Metal lines are used in semiconductor devices to connect components or individual points together. The metal lines are isolated from each other by dielectrics. A typical interconnect line used in semiconductor devices, for instance as is used in CMOS 18 or CMOS 18 shrink, is shown in FIG. 1. The line 2 consists of a main, conductive metal layer of aluminium-copper alloy (AlCu layer) 4, with a Ti rich TiN layer 6 above and a Ti rich TiN underlayer 8, below.
In an alternative (not shown), both Ti rich TiN layers are replaced with a TiN layer on top of a Ti layer. Such a combination is, for instance shown in published patent document EP-A-0,875,923. According to that document, it is critical that the bottom Ti underlayer has a thickness of from about 90 to about 110 Angstroms (10−10 m). It is exemplified by a metal stack as follows:x ÅTi/100 ÅTiN/2300 ÅAl (0.5% Cu)/50 ÅTi/400 ÅTiNwhere there were five different thicknesses x between 30 and 200 (Å).
A similar combination is shown in published patent document U.S. Pat. No. B2-6,346,480, where the exemplified stack is:30 nm Ti/100 nm TiN/450 nm Al—Cu/15 nm Ti/50 nm TiN.
Similar combinations of varying thicknesses are also shown in a number of other published patent documents, for example: U.S. Pat. No. B1-6,319,727 and U.S. Pat. No. 6,080,657. Other combinations are also known, for instance a TiN or Ti underlayer, beneath a TiAl3 layer, beneath a main Aluminium layer beneath another TiN or Ti layer.
The intervening dielectrics between such known lines are deposited by way of chemical vapour deposition (CVD) techniques. However, the encapsulating dielectrics subject the metal lines to mechanical tensile stresses, which result in stress induced voids (SIV) in the metal lines. Intrinsically, such dielectrics are compressive films, i.e. the AlCu lines which are encapsulated experience tensile stresses. The stress voids occur as a result of the tensile forces on the grain boundaries. This problem is pronounced when the intermetal dielectric is deposited using high density plasma (HDP) methods, as such materials are known to impart large tensile stresses on the metal lines.
The tensile stresses are also increased when the coefficient of thermal expansion (CTE) between the AlCu interconnect metal lines differ. Thus, when the semiconductor device experiences thermal cycles during its lifetime, the tensile stresses induced on the metal lines are large enough to cause SIVs.

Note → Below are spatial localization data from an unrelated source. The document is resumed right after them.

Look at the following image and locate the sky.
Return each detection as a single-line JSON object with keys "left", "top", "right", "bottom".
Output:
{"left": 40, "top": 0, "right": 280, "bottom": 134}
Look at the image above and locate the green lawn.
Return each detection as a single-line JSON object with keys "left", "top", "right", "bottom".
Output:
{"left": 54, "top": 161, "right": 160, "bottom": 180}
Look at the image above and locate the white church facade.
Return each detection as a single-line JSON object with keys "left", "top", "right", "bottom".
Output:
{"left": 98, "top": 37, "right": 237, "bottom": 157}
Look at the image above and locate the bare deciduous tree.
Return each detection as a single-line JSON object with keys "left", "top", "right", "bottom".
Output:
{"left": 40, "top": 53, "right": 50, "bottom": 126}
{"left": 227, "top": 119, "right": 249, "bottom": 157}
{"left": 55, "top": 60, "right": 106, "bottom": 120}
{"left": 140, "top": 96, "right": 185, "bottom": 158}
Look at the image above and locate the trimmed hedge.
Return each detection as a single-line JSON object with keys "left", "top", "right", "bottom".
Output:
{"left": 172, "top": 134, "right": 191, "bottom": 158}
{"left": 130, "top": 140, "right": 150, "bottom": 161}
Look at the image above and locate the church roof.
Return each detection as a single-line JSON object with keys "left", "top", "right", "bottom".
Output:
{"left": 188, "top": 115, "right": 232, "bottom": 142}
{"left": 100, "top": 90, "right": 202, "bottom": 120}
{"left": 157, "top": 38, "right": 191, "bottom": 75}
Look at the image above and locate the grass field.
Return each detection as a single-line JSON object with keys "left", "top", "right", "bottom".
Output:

Typically SIVs are wedge shaped voids in the metal lines. Such voids/cracks occur where the yield stress is lowest, which is at the grain boundaries of the metal interconnect lines. In general, the methodology for evaluating such voids is by subjecting the completed semiconductor devices to a period of thermal stress and then checking for SIVs by delayering away the passivating dielectrics and inspecting under a scanning electron microscope (SEM). Typical stress voids are wedge shaped and occur at the grain boundaries where the yield stress is lowest. FIGS. 2A and 2B show two views of three AlCu metal interconnect lines 2 after the passivating dielectrics are removed. FIG. 2A is a top plan view and FIG. 2B an isometric view. A stress induced void 10 is clearly present on one of the lines, being approximately 300 nm long and 100 nm across the width of the line (about one third of the width of the line). However, the voids can be any size and depth, even to the extent of breaking the metal line.
SIVs in AlCu interconnect lines are a reliability concern, as the increase in the resistance of the metal line (as a result of the reduced cross sectional area) will result in device failure, either as a consequence of the increase in the RC time delay constant or because of structural failure if the metal opens. If a fabrication plant is unable to control or avoid such voids, it is unable to obtain suitable qualification for production of relevant devices.